One of the new novels I'm working at:

Prologue:

            It was near two years since the War of the Rebellion. He’d managed to survive the cannons and the cold, the swamps and bayonets. Johnny Reb stole one of his fingers and gifted him a limp that festered more than it let up. No matter. He was alive. To crawl over dead limbs and dead fields, to come out breathing at all, he figured it a sign from the Maker.

            He sought no recompense from the South. Recompense would require more accounting, going back over land already bled for. South was no longer a direction. The other three were more than enough—West being most important.  

            Like so many of the wasted might’ve wanted, he went.

            It was an isolated, simple spread, but there was plenty of grass and water. They had a cow and some pigs, more than a few chickens. A sturdy horse. Their crops came in weak the first year, flush the next. It was hard work like any, but the air was free from men’s meddling and the ground was mostly green. The only blood he saw came from too much time on the shovel or the plow.

            Different types of blood. Something never thought on before the War. Now he knew different.

            “Strange thing, ain’t it?” he asked, looking out on the worked land and beyond. Rows and rows and then forever until the mountains. It made his contribution seem insignificant in the most beautiful of ways. The stream ran lively in the background while he held fast for a response.

            “I’m supposing you want me to chase you,” she said, tilting her head down at the son they’d made together, standing between them. The boy was near knee-high to his father and strangely sturdy on his little feet.

            “Chase me?” he asked. He’d stay confused until she made herself clear. That was their way and always had been.

            She sighed and issued a smile too small for him to find. “I never was partial to fancy talking men,” she said, “but you lay your words down like a half a hand of cards.”

            He turned and used a dirty finger to push up the brim of his hat.

            “What’s strange?” she asked, deciding to give in.

            Their son raised up his arms like trying to steady a horse and they each grabbed a hand, swinging him just off the planks of the porch. He laughed at all points of the pendulum, back and forth, until their shoulders started to fuss.

            “Life,” he said, easing the boy to a solid landing. “It’s strange.”

            “I’m fairly certain that’s an observation made by many of our predecessors,” she answered. “Adam and Eve went on at length, I’d venture to guess.”

            He put one hand on his son’s head, guiding his little body forward. His other hand found a home on his wife’s cheek. “You’re always making light of things, Nell.”

            “Takes a lot of work.”

            “Does it?” he asked, kissing her other cheek.

            “Indeed it does.” She wrapped her arms around his neck and brought his lips down to hers. Husband and wife could smell each other’s day while their mouths lingered. It wasn’t pleasant or perfumed, but something better; earned and good. Life is strange, she thought.

            He took her wrists and held her arms to his chest, strong, the way she liked. “Indeed it does, you said?”

            “Indeed I did, John.” Nell gently kicked the toe of his boot. “It’s a matter of balancing the scales. Proportions and the like.”

            “I see.”

            “Oh you see,” she laughed, pushing his brim a bit higher. “You, rustling around with the deep and dark—”

            “Yes ma’am. You’re doing your part, providing the light.”

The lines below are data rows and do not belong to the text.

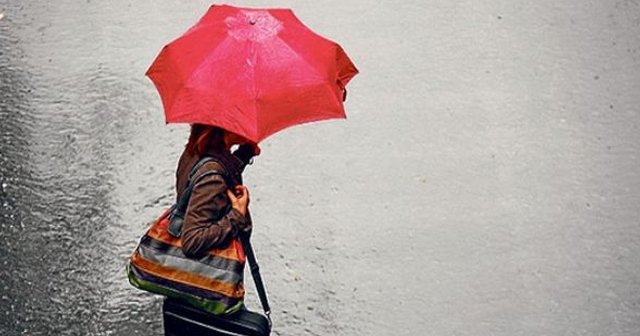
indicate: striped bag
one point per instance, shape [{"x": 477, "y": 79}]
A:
[{"x": 213, "y": 282}]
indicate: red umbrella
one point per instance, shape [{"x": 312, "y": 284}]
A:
[{"x": 251, "y": 71}]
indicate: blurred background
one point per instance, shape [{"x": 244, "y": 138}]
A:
[{"x": 486, "y": 180}]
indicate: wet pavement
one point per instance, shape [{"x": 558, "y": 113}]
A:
[{"x": 485, "y": 182}]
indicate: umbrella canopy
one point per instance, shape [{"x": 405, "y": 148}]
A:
[{"x": 251, "y": 71}]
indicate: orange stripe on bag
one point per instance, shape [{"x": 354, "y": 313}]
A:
[
  {"x": 159, "y": 232},
  {"x": 187, "y": 278}
]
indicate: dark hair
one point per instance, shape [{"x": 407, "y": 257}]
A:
[{"x": 205, "y": 138}]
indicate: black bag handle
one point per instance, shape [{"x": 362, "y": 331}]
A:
[{"x": 255, "y": 273}]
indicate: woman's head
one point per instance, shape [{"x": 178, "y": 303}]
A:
[{"x": 204, "y": 138}]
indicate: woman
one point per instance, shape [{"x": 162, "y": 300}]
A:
[{"x": 215, "y": 213}]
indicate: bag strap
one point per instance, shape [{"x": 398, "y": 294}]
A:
[
  {"x": 255, "y": 272},
  {"x": 181, "y": 206}
]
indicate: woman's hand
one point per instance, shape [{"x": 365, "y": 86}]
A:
[{"x": 239, "y": 199}]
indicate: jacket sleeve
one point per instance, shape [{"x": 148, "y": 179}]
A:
[{"x": 201, "y": 231}]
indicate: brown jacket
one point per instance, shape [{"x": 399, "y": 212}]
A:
[{"x": 201, "y": 231}]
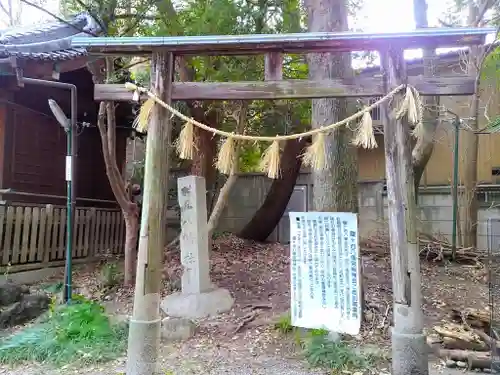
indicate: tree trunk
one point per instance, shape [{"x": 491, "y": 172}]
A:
[
  {"x": 269, "y": 214},
  {"x": 131, "y": 235},
  {"x": 206, "y": 150},
  {"x": 470, "y": 139},
  {"x": 106, "y": 124},
  {"x": 423, "y": 149}
]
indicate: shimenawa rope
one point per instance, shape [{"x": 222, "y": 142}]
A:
[{"x": 315, "y": 155}]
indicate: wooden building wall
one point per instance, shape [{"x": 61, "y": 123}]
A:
[{"x": 439, "y": 170}]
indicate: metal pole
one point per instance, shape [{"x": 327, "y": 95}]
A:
[
  {"x": 456, "y": 122},
  {"x": 71, "y": 155}
]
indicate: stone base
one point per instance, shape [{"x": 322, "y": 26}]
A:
[{"x": 197, "y": 306}]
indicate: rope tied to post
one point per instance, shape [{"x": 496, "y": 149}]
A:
[{"x": 315, "y": 156}]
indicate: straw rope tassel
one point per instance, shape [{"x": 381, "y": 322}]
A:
[
  {"x": 142, "y": 119},
  {"x": 364, "y": 136},
  {"x": 315, "y": 155},
  {"x": 270, "y": 162},
  {"x": 185, "y": 143},
  {"x": 225, "y": 159}
]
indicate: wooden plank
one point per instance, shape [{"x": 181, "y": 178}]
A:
[
  {"x": 398, "y": 179},
  {"x": 35, "y": 228},
  {"x": 8, "y": 235},
  {"x": 87, "y": 233},
  {"x": 16, "y": 244},
  {"x": 294, "y": 89},
  {"x": 75, "y": 233},
  {"x": 112, "y": 233},
  {"x": 25, "y": 249},
  {"x": 54, "y": 237},
  {"x": 300, "y": 43},
  {"x": 48, "y": 241},
  {"x": 37, "y": 266},
  {"x": 42, "y": 227},
  {"x": 92, "y": 217},
  {"x": 4, "y": 252},
  {"x": 121, "y": 234},
  {"x": 107, "y": 232}
]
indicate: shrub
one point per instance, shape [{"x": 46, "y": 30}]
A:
[{"x": 67, "y": 333}]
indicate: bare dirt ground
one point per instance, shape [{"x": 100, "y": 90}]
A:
[{"x": 243, "y": 341}]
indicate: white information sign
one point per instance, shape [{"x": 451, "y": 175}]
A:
[{"x": 325, "y": 271}]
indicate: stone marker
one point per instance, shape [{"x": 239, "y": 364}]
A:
[{"x": 199, "y": 298}]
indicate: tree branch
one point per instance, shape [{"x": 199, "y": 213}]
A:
[{"x": 137, "y": 16}]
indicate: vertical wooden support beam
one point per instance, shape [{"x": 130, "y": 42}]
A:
[
  {"x": 408, "y": 342},
  {"x": 144, "y": 334},
  {"x": 273, "y": 66}
]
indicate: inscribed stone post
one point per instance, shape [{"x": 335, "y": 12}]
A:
[{"x": 194, "y": 235}]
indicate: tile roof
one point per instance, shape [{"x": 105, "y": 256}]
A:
[{"x": 48, "y": 41}]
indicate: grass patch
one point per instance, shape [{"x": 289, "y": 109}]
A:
[
  {"x": 80, "y": 332},
  {"x": 320, "y": 351}
]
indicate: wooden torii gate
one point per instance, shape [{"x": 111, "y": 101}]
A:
[{"x": 409, "y": 345}]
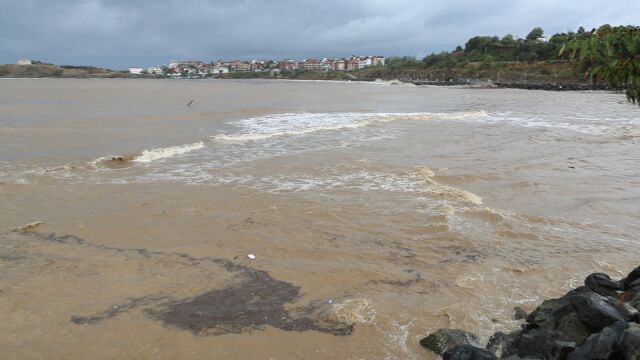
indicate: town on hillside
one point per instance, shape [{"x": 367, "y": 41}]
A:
[{"x": 194, "y": 68}]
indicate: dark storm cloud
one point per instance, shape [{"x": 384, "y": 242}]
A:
[{"x": 119, "y": 33}]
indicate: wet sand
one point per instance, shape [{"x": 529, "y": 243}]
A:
[{"x": 376, "y": 214}]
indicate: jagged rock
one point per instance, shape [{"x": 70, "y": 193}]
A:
[
  {"x": 597, "y": 311},
  {"x": 558, "y": 350},
  {"x": 542, "y": 316},
  {"x": 573, "y": 329},
  {"x": 600, "y": 346},
  {"x": 629, "y": 344},
  {"x": 532, "y": 343},
  {"x": 635, "y": 301},
  {"x": 468, "y": 352},
  {"x": 446, "y": 339},
  {"x": 633, "y": 276},
  {"x": 519, "y": 313},
  {"x": 602, "y": 284},
  {"x": 502, "y": 344}
]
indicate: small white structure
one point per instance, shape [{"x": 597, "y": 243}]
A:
[
  {"x": 154, "y": 70},
  {"x": 220, "y": 69},
  {"x": 23, "y": 62}
]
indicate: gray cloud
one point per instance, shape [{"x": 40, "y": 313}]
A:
[{"x": 120, "y": 33}]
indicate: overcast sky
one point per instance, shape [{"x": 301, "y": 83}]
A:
[{"x": 123, "y": 33}]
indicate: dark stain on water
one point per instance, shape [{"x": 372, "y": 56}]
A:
[
  {"x": 256, "y": 302},
  {"x": 253, "y": 301}
]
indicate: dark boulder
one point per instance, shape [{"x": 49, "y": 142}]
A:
[
  {"x": 542, "y": 316},
  {"x": 503, "y": 344},
  {"x": 558, "y": 350},
  {"x": 468, "y": 352},
  {"x": 600, "y": 346},
  {"x": 573, "y": 329},
  {"x": 602, "y": 284},
  {"x": 597, "y": 311},
  {"x": 534, "y": 342},
  {"x": 629, "y": 344},
  {"x": 633, "y": 276},
  {"x": 519, "y": 313},
  {"x": 635, "y": 301},
  {"x": 446, "y": 339}
]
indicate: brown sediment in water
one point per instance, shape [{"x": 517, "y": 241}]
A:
[{"x": 255, "y": 300}]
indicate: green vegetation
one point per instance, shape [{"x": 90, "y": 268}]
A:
[
  {"x": 611, "y": 54},
  {"x": 41, "y": 70},
  {"x": 506, "y": 59}
]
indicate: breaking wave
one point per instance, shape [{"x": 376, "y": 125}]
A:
[
  {"x": 163, "y": 153},
  {"x": 280, "y": 125},
  {"x": 292, "y": 124}
]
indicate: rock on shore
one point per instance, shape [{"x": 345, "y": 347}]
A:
[{"x": 599, "y": 320}]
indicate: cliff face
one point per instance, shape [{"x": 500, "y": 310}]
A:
[{"x": 46, "y": 70}]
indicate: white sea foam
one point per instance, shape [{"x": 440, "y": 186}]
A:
[
  {"x": 614, "y": 127},
  {"x": 295, "y": 124},
  {"x": 163, "y": 153}
]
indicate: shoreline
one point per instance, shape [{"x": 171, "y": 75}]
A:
[{"x": 480, "y": 84}]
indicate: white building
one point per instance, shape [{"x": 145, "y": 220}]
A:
[
  {"x": 153, "y": 70},
  {"x": 220, "y": 69},
  {"x": 364, "y": 62}
]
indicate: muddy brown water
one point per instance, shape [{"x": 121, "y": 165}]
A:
[{"x": 375, "y": 214}]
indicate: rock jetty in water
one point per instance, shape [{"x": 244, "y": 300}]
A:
[{"x": 597, "y": 321}]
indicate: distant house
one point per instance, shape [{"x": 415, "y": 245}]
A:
[
  {"x": 378, "y": 60},
  {"x": 218, "y": 69},
  {"x": 153, "y": 70},
  {"x": 23, "y": 62}
]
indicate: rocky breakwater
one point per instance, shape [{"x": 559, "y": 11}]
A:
[{"x": 599, "y": 320}]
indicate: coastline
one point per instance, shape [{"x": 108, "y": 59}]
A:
[{"x": 476, "y": 84}]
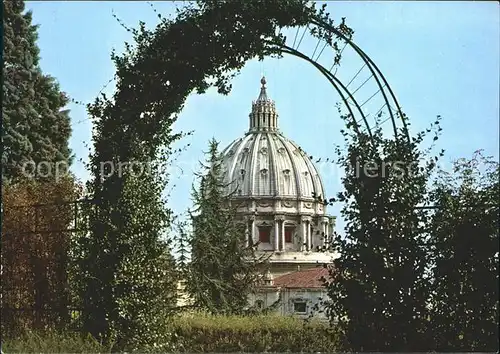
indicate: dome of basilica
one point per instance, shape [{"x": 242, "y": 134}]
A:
[
  {"x": 276, "y": 189},
  {"x": 264, "y": 163}
]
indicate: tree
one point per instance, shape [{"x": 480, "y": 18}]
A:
[
  {"x": 224, "y": 267},
  {"x": 153, "y": 79},
  {"x": 380, "y": 283},
  {"x": 464, "y": 233},
  {"x": 35, "y": 128}
]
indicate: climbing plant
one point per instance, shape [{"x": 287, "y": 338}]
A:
[
  {"x": 464, "y": 234},
  {"x": 128, "y": 287},
  {"x": 380, "y": 285}
]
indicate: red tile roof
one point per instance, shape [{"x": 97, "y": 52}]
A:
[{"x": 309, "y": 278}]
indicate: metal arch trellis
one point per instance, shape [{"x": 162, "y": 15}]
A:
[{"x": 354, "y": 108}]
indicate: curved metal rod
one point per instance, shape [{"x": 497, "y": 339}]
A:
[
  {"x": 331, "y": 77},
  {"x": 373, "y": 68},
  {"x": 324, "y": 72}
]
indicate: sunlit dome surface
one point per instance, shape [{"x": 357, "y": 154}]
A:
[{"x": 264, "y": 163}]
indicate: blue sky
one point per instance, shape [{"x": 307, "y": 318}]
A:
[{"x": 440, "y": 58}]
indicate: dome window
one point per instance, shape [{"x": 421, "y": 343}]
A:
[
  {"x": 265, "y": 234},
  {"x": 288, "y": 234}
]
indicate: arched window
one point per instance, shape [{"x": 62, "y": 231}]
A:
[
  {"x": 264, "y": 234},
  {"x": 259, "y": 304},
  {"x": 289, "y": 230}
]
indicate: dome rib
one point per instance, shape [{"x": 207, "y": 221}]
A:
[
  {"x": 252, "y": 171},
  {"x": 298, "y": 187},
  {"x": 273, "y": 167}
]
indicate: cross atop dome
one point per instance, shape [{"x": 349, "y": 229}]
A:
[
  {"x": 264, "y": 116},
  {"x": 263, "y": 93}
]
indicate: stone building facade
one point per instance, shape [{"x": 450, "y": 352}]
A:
[{"x": 278, "y": 193}]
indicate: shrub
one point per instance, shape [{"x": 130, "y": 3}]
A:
[
  {"x": 271, "y": 333},
  {"x": 53, "y": 342}
]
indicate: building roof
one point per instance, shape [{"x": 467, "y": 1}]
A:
[
  {"x": 308, "y": 278},
  {"x": 264, "y": 163}
]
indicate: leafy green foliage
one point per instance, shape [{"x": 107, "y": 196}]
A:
[
  {"x": 53, "y": 342},
  {"x": 224, "y": 267},
  {"x": 35, "y": 128},
  {"x": 464, "y": 233},
  {"x": 254, "y": 334},
  {"x": 380, "y": 283},
  {"x": 204, "y": 45}
]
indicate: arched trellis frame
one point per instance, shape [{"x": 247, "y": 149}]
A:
[
  {"x": 161, "y": 84},
  {"x": 354, "y": 108}
]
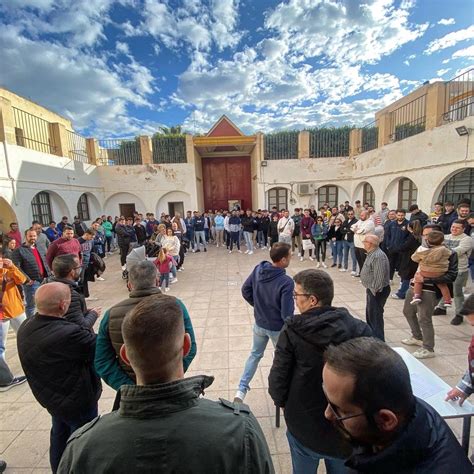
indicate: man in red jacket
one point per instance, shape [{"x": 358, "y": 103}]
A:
[{"x": 66, "y": 244}]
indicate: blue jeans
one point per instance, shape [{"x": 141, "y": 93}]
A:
[
  {"x": 260, "y": 340},
  {"x": 61, "y": 430},
  {"x": 30, "y": 291},
  {"x": 248, "y": 240},
  {"x": 306, "y": 461},
  {"x": 349, "y": 247}
]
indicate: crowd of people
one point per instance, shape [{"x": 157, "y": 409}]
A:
[{"x": 325, "y": 363}]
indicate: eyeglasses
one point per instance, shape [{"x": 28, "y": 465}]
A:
[{"x": 333, "y": 408}]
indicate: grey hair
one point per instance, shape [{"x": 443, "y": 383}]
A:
[{"x": 143, "y": 275}]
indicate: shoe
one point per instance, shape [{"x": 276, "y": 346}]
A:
[
  {"x": 411, "y": 341},
  {"x": 423, "y": 354},
  {"x": 16, "y": 381},
  {"x": 457, "y": 320},
  {"x": 239, "y": 396}
]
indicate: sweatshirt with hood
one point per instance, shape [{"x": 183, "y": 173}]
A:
[
  {"x": 295, "y": 380},
  {"x": 270, "y": 291}
]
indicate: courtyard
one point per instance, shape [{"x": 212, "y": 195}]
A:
[{"x": 210, "y": 288}]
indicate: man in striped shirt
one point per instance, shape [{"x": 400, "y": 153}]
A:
[{"x": 375, "y": 276}]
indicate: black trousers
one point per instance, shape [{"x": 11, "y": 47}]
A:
[
  {"x": 361, "y": 254},
  {"x": 374, "y": 311}
]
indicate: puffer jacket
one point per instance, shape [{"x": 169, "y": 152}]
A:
[
  {"x": 295, "y": 380},
  {"x": 57, "y": 357}
]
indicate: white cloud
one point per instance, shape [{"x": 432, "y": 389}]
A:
[
  {"x": 447, "y": 21},
  {"x": 449, "y": 40}
]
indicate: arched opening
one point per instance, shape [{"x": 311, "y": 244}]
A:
[
  {"x": 277, "y": 197},
  {"x": 460, "y": 186},
  {"x": 407, "y": 193}
]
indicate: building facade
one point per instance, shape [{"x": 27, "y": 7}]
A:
[{"x": 416, "y": 150}]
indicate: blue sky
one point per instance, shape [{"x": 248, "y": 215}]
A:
[{"x": 127, "y": 67}]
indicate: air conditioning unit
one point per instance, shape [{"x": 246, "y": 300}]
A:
[{"x": 306, "y": 188}]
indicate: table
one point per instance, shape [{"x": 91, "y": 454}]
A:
[{"x": 432, "y": 389}]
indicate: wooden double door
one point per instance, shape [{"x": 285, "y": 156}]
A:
[{"x": 226, "y": 179}]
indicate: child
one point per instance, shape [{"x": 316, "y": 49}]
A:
[
  {"x": 164, "y": 263},
  {"x": 433, "y": 262}
]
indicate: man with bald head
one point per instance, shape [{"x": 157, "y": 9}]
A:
[
  {"x": 57, "y": 357},
  {"x": 375, "y": 276}
]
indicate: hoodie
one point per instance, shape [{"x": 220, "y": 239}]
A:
[
  {"x": 295, "y": 380},
  {"x": 270, "y": 291}
]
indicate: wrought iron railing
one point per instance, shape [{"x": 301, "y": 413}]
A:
[
  {"x": 281, "y": 146},
  {"x": 409, "y": 119},
  {"x": 169, "y": 149},
  {"x": 329, "y": 142},
  {"x": 33, "y": 132},
  {"x": 76, "y": 147},
  {"x": 459, "y": 102},
  {"x": 117, "y": 152},
  {"x": 369, "y": 137}
]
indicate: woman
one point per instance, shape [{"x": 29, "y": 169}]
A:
[
  {"x": 319, "y": 231},
  {"x": 336, "y": 237},
  {"x": 407, "y": 268}
]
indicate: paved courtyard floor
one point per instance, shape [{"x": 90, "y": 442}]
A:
[{"x": 210, "y": 288}]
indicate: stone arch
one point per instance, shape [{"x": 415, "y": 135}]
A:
[{"x": 7, "y": 215}]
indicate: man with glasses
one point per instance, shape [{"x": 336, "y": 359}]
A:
[
  {"x": 371, "y": 402},
  {"x": 295, "y": 381}
]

            Her eyes opened wide as their little boy tried to push his way back between their legs. “Huh. I guess you do get it. Maybe my husband isn’t the brute I reckoned I was stuck with.”

            “Maybe not.”

            “Well I’ll be sure to thank God while I tend to supper.”

            John watched her walk inside and picked up his boy. “Your mama’s something else, son.” As he filled the swine trough with water and checked on the main barn, it came back to him. His point about the strangeness of life. He was relieved Nell had derailed his line of thinking—how obvious his mind worked compared to hers. She’d gotten a proper education while he was off fighting. His wife spent years learning to use her brain while he spent the same time trying to turn his off.

            Still, he was enough of a man to understand the insignificance of the misery he experienced and took part in. One more mountain of bodies in the range of human catastrophe. No call for complaining. No reason. A pretty wife, good land. A fine boy.

            So much life. On the other side of the darkest time he could imagine, so much beauty and life. That’s all he had meant to say, staring out from the porch. Strange.